Russia Expedition Reports Extreme Ice Conditions in Future Oil Areas

June 19, 2014

Scientists returning from an Arctic expedition to areas where Rosneft and ExxonMobile are planning to start offshore explorations, warn about extreme ice conditions.

The icebreaker «Yamal» last week returned to port in Murmansk after a two-month long expedition to study ice and weather conditions in the Arctic to prepare for future oil and gas projects.

On behalf of Rosneft and ExxonMobil, 33 scientists from the Russian Arctic and Antarctic Research Institute have been studying ice conditions in the Kara Sea, the Laptev Sea and the western parts of the East Siberian Sea.

During the expedition the scientists found nearly 1000 icebergs, five of which they studied in-depth for future 3D models.

According to expedition leader Andrey Tyuryakov, the ice conditions in the areas vary a lot and can become a real challenge for oil drilling: “Our research should shock – or at least alert, our client. One of the icebergs we studied in the area around Peschany had a height of 15 meters above water, but as much as 95 meters below water. This is really serious information,” he says to Rosatomflot.

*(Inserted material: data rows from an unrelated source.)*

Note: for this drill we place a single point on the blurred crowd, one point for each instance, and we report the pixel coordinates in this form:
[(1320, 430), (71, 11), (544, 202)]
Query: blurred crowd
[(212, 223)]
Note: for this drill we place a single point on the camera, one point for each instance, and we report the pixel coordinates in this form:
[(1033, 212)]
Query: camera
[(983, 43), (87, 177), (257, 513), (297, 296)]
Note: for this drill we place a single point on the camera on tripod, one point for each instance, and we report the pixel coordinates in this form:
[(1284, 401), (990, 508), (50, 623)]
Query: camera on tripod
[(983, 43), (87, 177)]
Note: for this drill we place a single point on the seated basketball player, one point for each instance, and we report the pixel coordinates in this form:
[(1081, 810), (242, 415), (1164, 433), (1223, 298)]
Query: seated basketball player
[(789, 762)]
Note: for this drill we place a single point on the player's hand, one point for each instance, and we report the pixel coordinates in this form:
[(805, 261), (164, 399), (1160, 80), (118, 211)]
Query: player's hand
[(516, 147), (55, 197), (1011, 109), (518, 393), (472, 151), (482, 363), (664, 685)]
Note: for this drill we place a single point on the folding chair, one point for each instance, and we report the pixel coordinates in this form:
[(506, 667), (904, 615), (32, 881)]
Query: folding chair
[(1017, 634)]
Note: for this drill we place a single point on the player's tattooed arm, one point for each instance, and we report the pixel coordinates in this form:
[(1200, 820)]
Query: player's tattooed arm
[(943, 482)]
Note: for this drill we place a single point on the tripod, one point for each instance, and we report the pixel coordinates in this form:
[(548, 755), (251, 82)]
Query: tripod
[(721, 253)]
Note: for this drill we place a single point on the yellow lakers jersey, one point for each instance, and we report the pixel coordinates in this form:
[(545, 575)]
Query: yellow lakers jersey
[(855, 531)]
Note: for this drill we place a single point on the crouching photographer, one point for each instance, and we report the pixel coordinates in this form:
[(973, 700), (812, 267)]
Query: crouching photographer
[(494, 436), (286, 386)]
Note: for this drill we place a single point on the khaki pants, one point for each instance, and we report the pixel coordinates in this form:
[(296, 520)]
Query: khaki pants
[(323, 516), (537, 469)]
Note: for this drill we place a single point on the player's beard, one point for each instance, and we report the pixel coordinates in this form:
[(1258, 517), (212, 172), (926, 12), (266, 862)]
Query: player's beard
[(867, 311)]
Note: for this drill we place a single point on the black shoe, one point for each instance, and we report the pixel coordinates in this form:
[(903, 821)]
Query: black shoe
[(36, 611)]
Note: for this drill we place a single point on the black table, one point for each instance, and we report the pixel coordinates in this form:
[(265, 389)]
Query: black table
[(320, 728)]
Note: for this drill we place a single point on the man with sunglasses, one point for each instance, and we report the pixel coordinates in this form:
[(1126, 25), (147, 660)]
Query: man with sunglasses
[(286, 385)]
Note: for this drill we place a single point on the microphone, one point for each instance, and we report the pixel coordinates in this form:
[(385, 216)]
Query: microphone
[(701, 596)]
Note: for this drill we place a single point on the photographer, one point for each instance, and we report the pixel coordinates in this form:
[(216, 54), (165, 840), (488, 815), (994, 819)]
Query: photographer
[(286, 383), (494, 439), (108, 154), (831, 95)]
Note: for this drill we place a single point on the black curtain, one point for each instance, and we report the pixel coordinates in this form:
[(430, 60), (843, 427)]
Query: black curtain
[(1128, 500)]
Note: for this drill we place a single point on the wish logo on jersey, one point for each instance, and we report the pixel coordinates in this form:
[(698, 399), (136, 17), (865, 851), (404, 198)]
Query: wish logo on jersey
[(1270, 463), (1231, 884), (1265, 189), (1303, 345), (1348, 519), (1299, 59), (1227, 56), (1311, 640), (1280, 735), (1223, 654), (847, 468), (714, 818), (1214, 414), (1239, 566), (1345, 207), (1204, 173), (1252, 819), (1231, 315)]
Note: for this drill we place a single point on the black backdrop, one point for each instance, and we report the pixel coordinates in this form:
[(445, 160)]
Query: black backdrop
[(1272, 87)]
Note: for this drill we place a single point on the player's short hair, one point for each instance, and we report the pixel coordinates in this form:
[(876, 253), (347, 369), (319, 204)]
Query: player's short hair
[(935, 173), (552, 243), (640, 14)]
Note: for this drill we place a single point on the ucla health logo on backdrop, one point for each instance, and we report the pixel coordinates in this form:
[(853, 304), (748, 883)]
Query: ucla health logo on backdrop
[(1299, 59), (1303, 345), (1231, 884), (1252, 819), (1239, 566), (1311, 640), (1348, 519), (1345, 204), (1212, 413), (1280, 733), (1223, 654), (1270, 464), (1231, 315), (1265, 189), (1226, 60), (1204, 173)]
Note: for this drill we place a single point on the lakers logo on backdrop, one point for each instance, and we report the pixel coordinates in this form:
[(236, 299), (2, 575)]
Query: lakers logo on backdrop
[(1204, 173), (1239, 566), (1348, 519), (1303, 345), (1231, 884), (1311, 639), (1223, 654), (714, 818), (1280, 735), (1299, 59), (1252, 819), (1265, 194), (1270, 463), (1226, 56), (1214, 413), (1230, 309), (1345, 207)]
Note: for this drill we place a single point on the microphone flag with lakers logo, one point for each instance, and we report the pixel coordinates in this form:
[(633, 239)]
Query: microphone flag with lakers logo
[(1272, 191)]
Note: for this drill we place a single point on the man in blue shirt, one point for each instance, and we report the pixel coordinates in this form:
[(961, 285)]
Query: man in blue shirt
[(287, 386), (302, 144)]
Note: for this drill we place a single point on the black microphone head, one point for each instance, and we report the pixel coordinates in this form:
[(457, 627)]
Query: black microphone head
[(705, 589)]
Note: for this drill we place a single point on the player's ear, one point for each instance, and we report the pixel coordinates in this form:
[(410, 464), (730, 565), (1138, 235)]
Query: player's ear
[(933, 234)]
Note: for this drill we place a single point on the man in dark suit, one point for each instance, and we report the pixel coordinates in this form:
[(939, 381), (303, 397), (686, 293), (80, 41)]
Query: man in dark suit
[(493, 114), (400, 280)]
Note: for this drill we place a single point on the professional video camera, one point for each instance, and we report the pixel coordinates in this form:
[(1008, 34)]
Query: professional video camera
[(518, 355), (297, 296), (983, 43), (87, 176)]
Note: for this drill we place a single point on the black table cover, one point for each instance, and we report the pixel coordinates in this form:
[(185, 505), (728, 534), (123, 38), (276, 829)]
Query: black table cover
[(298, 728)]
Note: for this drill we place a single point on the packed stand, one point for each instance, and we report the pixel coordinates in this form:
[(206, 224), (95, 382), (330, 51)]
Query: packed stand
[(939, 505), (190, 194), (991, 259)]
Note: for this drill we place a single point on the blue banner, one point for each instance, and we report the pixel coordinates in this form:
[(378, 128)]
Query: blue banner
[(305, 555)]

Around Bennett Island in the East Siberian Sea the expedition discovered signs of seismic activity. Volcanologists will be sent to the area later this summer to study the activity closer.

Rosneft and ExxonMobil will this summer drill the Universitetskaya well in the Kara Sea, one of the most expensive drilling operations ever conducted by Exxon. The operation is estimated to cost at least $600 million. According to experts, the structure is large enough to contain more than 9 billion barrels, BarentsObserver reported.